I hope the readers of this book (especially the young women dabbling in ED behavior) can recognize that Hornbacher is NOT a model of what recovery looks like.

Rating: 5 stars
Summary: The author looks deeper
Review: I don't think this book can be called simply an account of having an eating disorder. Its not all about wanting to be thin, or wanting the perfect body. It's really about not wanting to be at all. Marya finds, when finally she in a mental home, that she hates herself. She felt she had to be perfect: the perfect daughter, the perfect student, the perfect beauty. When she realized that this could never happen, that this pipe dream of perfection is an abstraction, she wanted to be nothing, invisible, as opposed to having to live life flawed. She tried to become nothing through many means, not just through starvation, but through drugs, promiscuous sex, self-mutilation. The appeal of her story is the bare-nakedness with which she delivers. There are no excuses made or blame placed, she simply tells what happened to her, and looks for a parallel in behavior with others. There is no attempt to tack on a positive ending about recovery that isn't there. She doesn't harp on a cliched message to give the book depth. But in the end, you can see that she battled a variety of problems in her mind. I can't think of this book in just one fashion. I can't think of it as just a story about a severely anorexic girl.

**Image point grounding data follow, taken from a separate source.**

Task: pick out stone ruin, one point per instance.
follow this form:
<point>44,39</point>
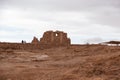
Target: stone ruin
<point>51,38</point>
<point>57,38</point>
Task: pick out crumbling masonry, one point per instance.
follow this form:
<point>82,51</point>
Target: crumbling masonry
<point>57,38</point>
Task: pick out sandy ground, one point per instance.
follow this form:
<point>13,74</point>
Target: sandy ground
<point>63,63</point>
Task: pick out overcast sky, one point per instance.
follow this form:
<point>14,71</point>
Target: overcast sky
<point>85,21</point>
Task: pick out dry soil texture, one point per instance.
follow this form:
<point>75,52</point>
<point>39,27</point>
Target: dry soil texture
<point>63,63</point>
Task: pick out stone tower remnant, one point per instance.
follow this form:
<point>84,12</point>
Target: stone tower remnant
<point>57,38</point>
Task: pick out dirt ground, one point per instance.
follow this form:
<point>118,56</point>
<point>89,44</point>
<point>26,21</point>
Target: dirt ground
<point>63,63</point>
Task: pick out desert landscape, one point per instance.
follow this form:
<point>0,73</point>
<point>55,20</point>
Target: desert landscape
<point>35,61</point>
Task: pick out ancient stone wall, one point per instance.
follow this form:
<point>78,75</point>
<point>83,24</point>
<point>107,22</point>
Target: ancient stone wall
<point>57,38</point>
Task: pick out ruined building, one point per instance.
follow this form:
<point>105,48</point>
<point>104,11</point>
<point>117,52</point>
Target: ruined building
<point>57,38</point>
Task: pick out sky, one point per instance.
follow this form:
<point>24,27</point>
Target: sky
<point>85,21</point>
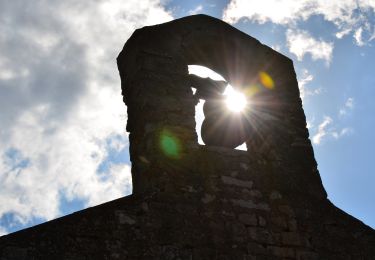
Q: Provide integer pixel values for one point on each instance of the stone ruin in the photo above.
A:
(194, 201)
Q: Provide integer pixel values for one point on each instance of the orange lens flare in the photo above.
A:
(266, 80)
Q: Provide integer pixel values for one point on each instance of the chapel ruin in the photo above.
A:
(210, 201)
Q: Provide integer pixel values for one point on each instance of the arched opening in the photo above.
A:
(235, 101)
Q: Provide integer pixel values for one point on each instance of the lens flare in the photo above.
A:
(266, 80)
(235, 100)
(170, 145)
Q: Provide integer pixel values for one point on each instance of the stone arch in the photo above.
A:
(153, 68)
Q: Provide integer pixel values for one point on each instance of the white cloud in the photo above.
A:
(61, 101)
(348, 106)
(304, 80)
(3, 231)
(358, 37)
(347, 15)
(300, 43)
(325, 129)
(322, 130)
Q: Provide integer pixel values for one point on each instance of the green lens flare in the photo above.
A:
(170, 145)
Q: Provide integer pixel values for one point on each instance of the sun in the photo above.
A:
(235, 101)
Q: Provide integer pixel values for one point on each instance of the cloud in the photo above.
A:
(322, 130)
(325, 129)
(61, 103)
(348, 16)
(305, 79)
(348, 106)
(300, 43)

The story within is such a multi-dimensional one that embodies a variety of problems, with the theme of self-hatred running throughout.

Rating: 4 stars
Summary: A No-Holds-Barred Look at Anorexia
Review: This book is incredible - the author hides nothing in her struggle with anorexia, which began when she was quite young. As a non-anorexic, one thing which astonished me is how the author remembered, in excruciating detail, what she ate at various meals, sometimes years before. (I can barely remember what I ate for breakfast this morning!) The fixation on eating, or on not eating, is truly extreme. The story is a real page-turner: the author's struggle is one she almost lost. Another point in the book which was interesting, although it is a minor issue, is the author's dealings with men - she describes a lot of anonymous, casual sex, and somehow I linked this with her disease, although she doesn't really link the two.The only criticism I have is how did the author overcome her disease? The author gives her treatment very short shrift - I would like to see another book discussing this issue. But, even so, if you suffer from this disease or, like me, are curious about it, this is the book for you.

Rating: 5 stars
Summary: An indepth view of E.D
Review: This book was definetly a page turner. As an anorexic, I found this book to be the best in telling a person what goes in someone's head with this disease. I related to a lot of what Marya so thoughtfully shared with the rest of the world.

Rating: 5 stars
Summary: An indepth view...
Review: My therapist recommended this book to me. I opened it thinking it was just another book telling you what eating disorders are. Wrong. This book was a page turner. I am an anoretic and Marya's thinking of why she was doing this to herself answered a lot of my questions. I highly recommend this book to anyone who wants to shed a little light of what goes on an anorexic or bulimic mind.

Rating: 5 stars
Summary: truthful
Review: It was one of the most honest books I have ever read on eating disorders. I would recommend this to anyone who has or is affected by someone with an eating disorder.

Rating: 5 stars
Summary: Touching, Heartbreaking, Honest
Review: This book made me cry time and again. I couldn't put it down. I realized the truly psychological aspects of eating disorders. I don't have an eating disorder, but I don't think that it could serve as a replacement for therapy for a person that did have one. It is a wonderful book, but keep in mind that it is not a cure. If you do have an eating disorder, get help from a professional.